(Runtime: 6 min, 51 sec; size: 77.22 MB)
Benjamin Tal, deputy chief economist, CIBC.
As we know, the real estate market was the champion of the Covid recession, and the question is why in a recession have we seen the real estate market booming with prices rising by more than 20% all over the country? So something very unique happened here, what happened is asymmetrical nature of this crisis. We have to remember most of the jobs lost during this crisis were young people, low paying occupations. Those were mostly rentals, and that’s one of the reasons why the rental market went down. Which means that many home buyers or potential home buyers did not feel the crisis financially. So if you think about it for a second, what happened here is that potential home buyers got the benefit of a recession vis-a-vis extremely low interest rates without the cost of a recession, vis-a-vis a broadly based increase in the unemployment rate, because most of those people, their job was secured, they were Zooming, their income was there, in fact it went up. So they benefited from low interest rates without the cost of being concerned about their job security.
That’s the secret behind the success of the housing market during Covid. Something that we haven’t seen before, very important to understand because usually in a recession, interest rates go down, but also the level of job insecurity goes up and people are not acting on those low interest rates. This time, that was not the case, and that’s why the housing market has been so strong. Now, it has been too strong, because now the housing market is slowing down, just to give you a sense, clearly sales were down over the past few months and now it’s starting to stabilize. But the market is slowing down, not because it is weak, it is slowing down because it is strong. What I mean by that, if we look at some numbers, before the crisis, unit sales per month was about 50,000 a unit. It went up actually to 70… 80,000 during Covid and then it’s going down. But still it’s about 10,000 units above what it was before the crisis. That’s still a very strong market and inventories are at a record low.
We have seen a few things happening here that I think we have to take into account. One, and people have to understand that, is gifting. The amount of gifting in the market is something that we haven’t seen before. Namely, parents providing money for a down payment. We have seen a situation in which the number of first time home buyers that now receive a gift in Canada is basically 30%. Almost one out of three first time home buyers get a gift, that’s a significant number, a record high. In addition, mover uppers, 10% of them still get a gift from their parents.
We are in the midst of the largest transfer of wealth in Canadian history and most of it is going to housing to pay for a down payment. In addition, we have seen a 20% increase cosigning with parents, assuming some of the debt or the total amount of debt. That’s something that we haven’t seen before, and we have seen a significant increase in investment in the condo space, designed to buy a unit for kids. So this family money transfer is a big factor that we cannot ignore, impacting the trajectory of the housing market. Just to give you a sense for mover uppers in Toronto, the average gift is about $250,000. In Vancouver, the average gift is $340,000. So we are talking about a lot of money, that is a game changer. This is one aspect that we have to discuss and understand.
The second, is okay… The market is doing fine, the fundamentals are strong, but what happens when interest rates rise? It is true that as a society, we are much more sensitive to the risk of higher interest rates. And we know that interest rates will be rising, the only debate is how quickly? What will be the impact on the housing market? So here we have two factors. One is new buyers, potential buyers, and here I see a significant softening. For example, for current levels, if you raise in rates by 1%, it’ll cost the average buyer roughly $230 per month extra. This is not insignificant, and we expect the actual interest to be more than 100 basis points. This can actually slow down originations in a very significant way, and that’s actually a good thing because the market has to slow down.
What about people that are going to renew their mortgages? Here actually, many of them are isolated and actually immune to any increase over the next few years, because their actual rate is higher than the current rate.
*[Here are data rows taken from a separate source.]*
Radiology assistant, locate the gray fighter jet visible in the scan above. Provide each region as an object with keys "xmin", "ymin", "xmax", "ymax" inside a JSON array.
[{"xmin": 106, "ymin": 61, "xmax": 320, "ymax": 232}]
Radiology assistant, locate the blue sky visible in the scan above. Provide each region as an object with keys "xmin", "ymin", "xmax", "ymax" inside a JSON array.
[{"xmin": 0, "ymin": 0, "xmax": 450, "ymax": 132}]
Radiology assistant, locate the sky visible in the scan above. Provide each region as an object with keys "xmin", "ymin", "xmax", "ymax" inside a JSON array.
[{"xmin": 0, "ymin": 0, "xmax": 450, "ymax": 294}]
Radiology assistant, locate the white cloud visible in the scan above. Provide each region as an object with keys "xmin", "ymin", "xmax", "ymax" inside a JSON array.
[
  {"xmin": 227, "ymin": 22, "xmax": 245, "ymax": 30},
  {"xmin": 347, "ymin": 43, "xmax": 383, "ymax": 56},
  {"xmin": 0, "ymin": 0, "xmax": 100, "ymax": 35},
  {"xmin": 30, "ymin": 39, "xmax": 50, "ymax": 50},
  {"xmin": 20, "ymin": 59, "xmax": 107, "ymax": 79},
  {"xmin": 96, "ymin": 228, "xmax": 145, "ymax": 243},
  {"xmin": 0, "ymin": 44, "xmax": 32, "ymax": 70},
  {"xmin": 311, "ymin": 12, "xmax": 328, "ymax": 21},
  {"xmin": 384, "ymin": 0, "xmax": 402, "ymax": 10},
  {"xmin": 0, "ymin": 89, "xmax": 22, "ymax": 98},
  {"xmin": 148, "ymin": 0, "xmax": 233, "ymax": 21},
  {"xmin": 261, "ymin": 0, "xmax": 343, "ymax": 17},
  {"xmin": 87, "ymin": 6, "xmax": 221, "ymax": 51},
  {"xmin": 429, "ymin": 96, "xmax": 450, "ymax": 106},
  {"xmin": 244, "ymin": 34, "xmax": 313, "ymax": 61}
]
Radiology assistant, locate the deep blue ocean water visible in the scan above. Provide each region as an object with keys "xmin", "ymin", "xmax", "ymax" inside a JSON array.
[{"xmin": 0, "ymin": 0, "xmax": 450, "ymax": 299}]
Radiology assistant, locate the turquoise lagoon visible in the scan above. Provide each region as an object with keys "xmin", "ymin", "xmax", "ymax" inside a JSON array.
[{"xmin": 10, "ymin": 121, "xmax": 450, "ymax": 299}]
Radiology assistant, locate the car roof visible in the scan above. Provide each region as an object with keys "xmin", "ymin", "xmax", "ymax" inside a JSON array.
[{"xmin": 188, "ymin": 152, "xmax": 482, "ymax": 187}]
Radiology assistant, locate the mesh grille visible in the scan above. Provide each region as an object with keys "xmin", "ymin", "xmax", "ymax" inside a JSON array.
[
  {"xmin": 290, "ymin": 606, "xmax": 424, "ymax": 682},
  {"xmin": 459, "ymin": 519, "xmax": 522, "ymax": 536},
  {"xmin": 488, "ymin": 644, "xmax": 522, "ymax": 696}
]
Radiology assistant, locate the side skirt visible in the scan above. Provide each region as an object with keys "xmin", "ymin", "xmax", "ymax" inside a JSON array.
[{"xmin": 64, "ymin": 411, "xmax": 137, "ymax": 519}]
And we estimate that interest rates have to rise by about 100 basis points before people that will be renewing over the next few years will feel the pain, so many of them have this immunity. However, if you took a mortgage in 2020 and 2021, and we have seen a huge increase in originations about 60% during Covid in 20 and 21… This cohort will not be protected because interest rates are much lower and therefore any increase in interest rates from this point will be felt 100%. And that will actually have some negative impact on their ability to consume other things, and therefore will have some microeconomic implications.
I do believe, however, that when it comes to… Especially the low-rise segment of the market, especially in cities like Toronto, Vancouver, Montreal, Ottawa, we have seen a situation in which we are reaching a resistance level when it comes to price. Price is simply too high, and therefore we see the move towards the condo space. Not only new construction, but also the resale market, and we have seen a situation in which this space, the condo space, high-rise is actually moving very quickly fueled by demand from investors. As well as the fact that people realize that the city is back, therefore condos are back, and also it’s the only affordable channel given the huge increase in low-rise detached housing, as far as their price is concerned. The only thing that can derail this market is the policy error. Namely the risk that the Bank of Canada or The Fed will start raising interest rates way too quickly to chase inflation, and that’s something that can derail the market because the enemy of the market, again is not rising or higher interest rates. It is rapidly rising interest rates.